Fuck. I told him we would. We don’t do the present opening at the party, I hate that shit. But it’s 8:30 and I’m so done.
“Wait,” James says when I tell her. “You said, ‘No?’”
“I know, I know. I was tired. It was a bad, bad call,” I said.
Yes, I told him he had to go to bed instead of opening his birthday presents.
That was the beginning of a three-hundred-foot freefall. Which continued into this morning, when I woke up early and hungover to go to a before school meeting with the assistant principal and Forest’s teacher. Woke up shaking with a nightmare.
Forest was still pissed. The kind of not looking at me, crossed arms, small-eyed anger that feels like a wall.
The last time he went to school that angry, he lost his shit and got sent home for fighting.
But I’ve learned something since then. I’ve learned something about calm like a slow river, that wears down pain. I’m not in pain anymore. I’ve learned how to bear his, I’ve learned how to be the mother I want to be… Or closer anyway. How to be soft and strong at the same time. And less scared.
And I’ve learned to be wrong and still hold him.

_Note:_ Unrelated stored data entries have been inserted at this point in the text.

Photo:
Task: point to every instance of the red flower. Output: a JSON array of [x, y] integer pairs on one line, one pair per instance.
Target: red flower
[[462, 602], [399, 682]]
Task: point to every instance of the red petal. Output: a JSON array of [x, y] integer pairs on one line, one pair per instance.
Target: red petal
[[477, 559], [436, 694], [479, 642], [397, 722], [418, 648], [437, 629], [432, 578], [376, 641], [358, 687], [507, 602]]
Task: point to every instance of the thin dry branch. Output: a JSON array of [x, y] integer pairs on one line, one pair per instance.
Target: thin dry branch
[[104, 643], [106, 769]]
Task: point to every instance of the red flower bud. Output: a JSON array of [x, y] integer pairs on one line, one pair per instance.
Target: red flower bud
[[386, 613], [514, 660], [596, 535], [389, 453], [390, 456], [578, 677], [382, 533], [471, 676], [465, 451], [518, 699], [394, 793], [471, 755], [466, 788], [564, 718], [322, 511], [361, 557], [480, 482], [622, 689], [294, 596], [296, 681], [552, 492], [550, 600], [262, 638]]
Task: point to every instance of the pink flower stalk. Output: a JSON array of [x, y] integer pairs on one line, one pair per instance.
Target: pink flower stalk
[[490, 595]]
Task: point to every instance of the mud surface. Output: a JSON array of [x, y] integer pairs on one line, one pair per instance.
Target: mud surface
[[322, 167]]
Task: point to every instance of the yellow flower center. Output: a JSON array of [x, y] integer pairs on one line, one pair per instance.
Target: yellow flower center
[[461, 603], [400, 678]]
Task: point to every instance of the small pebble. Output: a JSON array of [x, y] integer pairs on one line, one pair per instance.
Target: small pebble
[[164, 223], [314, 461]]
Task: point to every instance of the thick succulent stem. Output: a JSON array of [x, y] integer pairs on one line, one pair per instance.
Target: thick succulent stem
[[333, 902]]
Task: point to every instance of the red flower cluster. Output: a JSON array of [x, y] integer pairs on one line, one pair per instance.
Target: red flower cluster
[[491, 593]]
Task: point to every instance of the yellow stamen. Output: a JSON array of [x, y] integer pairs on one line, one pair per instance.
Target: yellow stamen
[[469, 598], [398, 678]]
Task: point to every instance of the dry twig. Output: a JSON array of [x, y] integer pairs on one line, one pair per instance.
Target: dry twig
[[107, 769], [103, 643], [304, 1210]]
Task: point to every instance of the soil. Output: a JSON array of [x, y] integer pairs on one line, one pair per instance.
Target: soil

So I took a break and talked slowly until he opened, melted a little.
When I told James this, she said “The work you are doing with him now is going to pay off when his is a teenager.”
“Yes,” I said. “I don’t want to lose him,” I said.
We opened the presents at the breakfast table. Then another (predictable) tantrum when we had to leave for school. Full body and I’m late and the nightmare is ringing in my head and still I stayed calm, but firm. No, we are leaving. Step by step. Holding him as he thrashed and then asking him to put on one shoe, then another.
Actually, one of the things that is helping right now is this book that I am reading. H is for Hawk. I am reading it with my sweetheart. He sends me sections that thrill him, and they are the same poetries on wildness that make my skin hum.
And there is a passage that resembles nothing so much as early motherhood, where she is alone with the juvenile hawk for days and weeks, sleepless and delirious with the alternate world of self-doubt and unvaried attention to a small thing’s needs. She says that training a hawk means developing a supernatural awareness of its small emotions, how far you can ask it to go this time, and this time, and this. Never scaring it, never asking too much.
I have made that mistake. I have set the bar too high. For myself, for my son.
But I’m learning.
When I went into the meeting at his school, I told them “So. I had a dream last night that I came in here today and Lisa told me that Forest was not coming back to Pathfinder this year.” They all looked at me in a little shock, concern. “So, the bar for success at this meeting is really low,” I said, and a laugh circled the room like a wild bird, stirring the air, rousing us and settling us like feathers drifting down. Soft and strong.
Forest did not lose his shit today. He had a beautiful day.